SINGAPORE - To design consultant Thomas Tan, 38, HDB's announcement this week that it will soon launch two-room flats for singles like him has come as a lifeline.
He has been keen to buy his own property for a while, but effectively had no options as the rising resale flat market put prices out of his reach.
"For the past few years, the price was so high that I couldn't be bothered to look seriously because I would only have made myself more depressed," he said. "Private property seemed even worse."
He is keen to give the new two-room flats a try. "I'll definitely be putting my name down in July. A two-room in Sengkang is better than nothing."
Already, the Housing Board's flats for singles have been pooh-poohed by some for size and location restrictions. The two-room flats will be just 375 sqft or 485 sq ft, and in non-mature estates such as Sengkang.
But the move has created a new housing option for singles where previously they had only two - if they could afford them.
Until now, singles who wanted a property of their own and who earned about $5,000 a month - the income cap for the new flats - either went for a three-room resale flat or a private shoebox unit.
A 35-year-old single making about $5,000 a month can secure a mortgage of $330,000 to $390,000, said Mr Timothy Kua, director of SmartLoans.sg
This would allow him to buy a three-room flat almost anywhere in Singapore, or a four-room flat in a suburban neighbourhood such as Woodlands, Yishun or Choa Chu Kang. It would also allow him to buy a private shoebox apartment - units smaller than 500 sq ft - in developments outside of the central region.
But the options shrink along the age and income spectrum.

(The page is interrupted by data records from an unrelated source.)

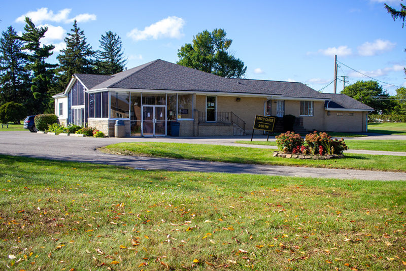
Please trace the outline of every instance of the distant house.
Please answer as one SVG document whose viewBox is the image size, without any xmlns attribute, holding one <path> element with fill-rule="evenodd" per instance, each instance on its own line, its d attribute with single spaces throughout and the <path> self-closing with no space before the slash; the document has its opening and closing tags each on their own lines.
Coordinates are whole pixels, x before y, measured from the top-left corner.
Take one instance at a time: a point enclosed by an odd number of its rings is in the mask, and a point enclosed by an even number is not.
<svg viewBox="0 0 406 271">
<path fill-rule="evenodd" d="M 117 119 L 127 136 L 165 136 L 172 121 L 181 136 L 242 134 L 255 115 L 293 115 L 296 127 L 309 131 L 362 132 L 374 110 L 301 83 L 224 78 L 160 59 L 112 76 L 75 74 L 53 97 L 61 124 L 86 124 L 109 136 Z"/>
</svg>

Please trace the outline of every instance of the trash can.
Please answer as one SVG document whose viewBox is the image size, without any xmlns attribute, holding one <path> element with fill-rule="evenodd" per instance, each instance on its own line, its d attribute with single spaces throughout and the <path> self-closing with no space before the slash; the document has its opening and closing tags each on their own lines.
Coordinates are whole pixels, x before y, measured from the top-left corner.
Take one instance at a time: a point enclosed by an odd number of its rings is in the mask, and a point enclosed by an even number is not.
<svg viewBox="0 0 406 271">
<path fill-rule="evenodd" d="M 114 125 L 114 136 L 116 138 L 124 138 L 125 137 L 125 124 L 122 120 L 117 120 Z"/>
<path fill-rule="evenodd" d="M 180 122 L 177 121 L 171 122 L 171 137 L 179 137 L 179 126 L 181 126 Z"/>
</svg>

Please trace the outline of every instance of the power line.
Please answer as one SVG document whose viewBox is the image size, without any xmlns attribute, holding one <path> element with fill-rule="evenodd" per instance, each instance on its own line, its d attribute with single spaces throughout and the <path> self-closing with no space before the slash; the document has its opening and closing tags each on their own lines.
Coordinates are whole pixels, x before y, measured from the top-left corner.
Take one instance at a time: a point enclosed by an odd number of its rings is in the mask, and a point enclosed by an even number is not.
<svg viewBox="0 0 406 271">
<path fill-rule="evenodd" d="M 325 88 L 326 88 L 327 87 L 328 87 L 328 86 L 329 86 L 330 85 L 331 85 L 331 84 L 332 83 L 332 82 L 334 82 L 334 81 L 335 81 L 335 78 L 334 78 L 334 79 L 333 79 L 333 81 L 332 81 L 331 82 L 330 82 L 330 83 L 328 83 L 328 84 L 327 84 L 326 86 L 325 86 L 323 87 L 323 88 L 321 88 L 321 89 L 319 90 L 319 92 L 320 92 L 320 91 L 321 91 L 322 90 L 323 90 L 323 89 L 324 89 Z"/>
<path fill-rule="evenodd" d="M 363 74 L 363 73 L 361 73 L 361 72 L 359 72 L 359 71 L 357 71 L 356 70 L 355 70 L 355 69 L 354 69 L 352 68 L 351 67 L 350 67 L 350 66 L 348 66 L 348 65 L 346 65 L 345 64 L 344 64 L 344 63 L 343 63 L 342 62 L 340 62 L 340 61 L 338 61 L 338 60 L 337 60 L 337 62 L 338 62 L 339 63 L 340 63 L 341 64 L 343 64 L 344 65 L 345 65 L 345 66 L 346 66 L 346 67 L 348 67 L 348 68 L 351 69 L 351 70 L 353 70 L 353 71 L 354 71 L 354 72 L 356 72 L 357 73 L 359 73 L 359 74 L 362 74 L 362 75 L 363 75 L 364 76 L 366 76 L 366 77 L 368 77 L 368 78 L 370 78 L 371 79 L 373 79 L 373 80 L 374 80 L 377 81 L 378 81 L 378 82 L 380 82 L 381 83 L 384 83 L 384 84 L 387 84 L 387 85 L 389 85 L 390 86 L 393 86 L 393 87 L 400 87 L 400 86 L 396 86 L 396 85 L 393 85 L 393 84 L 389 84 L 389 83 L 386 83 L 386 82 L 384 82 L 384 81 L 381 81 L 381 80 L 378 80 L 378 79 L 376 79 L 375 78 L 373 78 L 373 77 L 371 77 L 370 76 L 368 76 L 368 75 L 366 75 L 366 74 Z"/>
</svg>

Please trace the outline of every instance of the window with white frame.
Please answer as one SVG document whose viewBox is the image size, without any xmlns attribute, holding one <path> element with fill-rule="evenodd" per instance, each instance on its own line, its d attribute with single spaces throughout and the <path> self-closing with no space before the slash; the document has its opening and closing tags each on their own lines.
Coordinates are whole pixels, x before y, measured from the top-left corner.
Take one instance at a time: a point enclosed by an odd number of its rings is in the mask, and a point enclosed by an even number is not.
<svg viewBox="0 0 406 271">
<path fill-rule="evenodd" d="M 300 101 L 300 116 L 313 115 L 313 102 L 311 100 Z"/>
</svg>

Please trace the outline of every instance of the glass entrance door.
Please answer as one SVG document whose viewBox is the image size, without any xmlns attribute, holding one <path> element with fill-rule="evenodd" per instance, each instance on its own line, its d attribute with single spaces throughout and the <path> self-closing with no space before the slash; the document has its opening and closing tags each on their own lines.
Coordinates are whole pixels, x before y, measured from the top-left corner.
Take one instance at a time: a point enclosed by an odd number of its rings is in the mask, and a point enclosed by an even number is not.
<svg viewBox="0 0 406 271">
<path fill-rule="evenodd" d="M 165 106 L 143 106 L 143 137 L 166 135 L 166 112 Z"/>
<path fill-rule="evenodd" d="M 206 121 L 216 121 L 216 96 L 206 97 Z"/>
</svg>

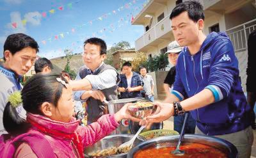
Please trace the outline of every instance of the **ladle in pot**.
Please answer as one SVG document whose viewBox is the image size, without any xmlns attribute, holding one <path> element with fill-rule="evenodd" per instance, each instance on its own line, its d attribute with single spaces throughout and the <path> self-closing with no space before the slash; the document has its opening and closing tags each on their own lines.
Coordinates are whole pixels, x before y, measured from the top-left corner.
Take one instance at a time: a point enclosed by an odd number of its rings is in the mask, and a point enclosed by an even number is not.
<svg viewBox="0 0 256 158">
<path fill-rule="evenodd" d="M 189 113 L 186 113 L 186 114 L 185 114 L 185 119 L 183 122 L 182 129 L 181 129 L 180 138 L 179 138 L 178 145 L 176 146 L 176 149 L 171 152 L 171 153 L 172 154 L 181 156 L 185 154 L 184 151 L 180 150 L 180 145 L 181 140 L 182 139 L 184 135 L 185 134 L 185 126 L 186 126 L 186 123 L 187 123 L 187 120 L 188 120 L 189 115 Z"/>
</svg>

A single above the age of 40 and making $5,000, would be able to get a loan of only $255,000 to $300,000. A single aged 35 and making $4,000 a month would be able to get a loan of $265,000 to $310,000. This makes only three-room resale flats affordable, and such units in popular locations such as Queenstown and Toa Payoh could be a stretch.
These calculations by Mr Kua assume that the single in question has no other debt or property.
According to analysts, while singles are generally more cash-rich than families, they usually go for resale three-room flats over private shoebox units as they can get more space for less cash.
Shoeboxes, observers say, are more often bought by investors to rent out, than by singles to live in.
"If they buy a resale flat, they can also use cash saved to do extensive renovations. A lot of them knock the walls down to create a bigger living area," said DWG senior manager Lee Sze Teck.
Of the 4,000 singles who buy resale flats every year, over 80 per cent buy three- or four-room flats, said HDB. Most singles bought three-roomers last year.
Despite the new two-room unit option, observers expect the three-room resale flat segment to remain the top choice for singles.
Besides the unit being bigger, singles can also get the keys to a resale flat immediately, in contrast to the two- to three-year wait for a Build-To-Order flat.
Ms Rachel Woon, 35, recently sealed the deal on a three-room unit in Bishan for $420,000, of which $40,000 was cash-over- valuation. "Although the Government was talking about it, I didn't know when it would happen and when you could get a flat, and I did not want to wait indefinitely," said the health-care employee. "My priority was to have a place now."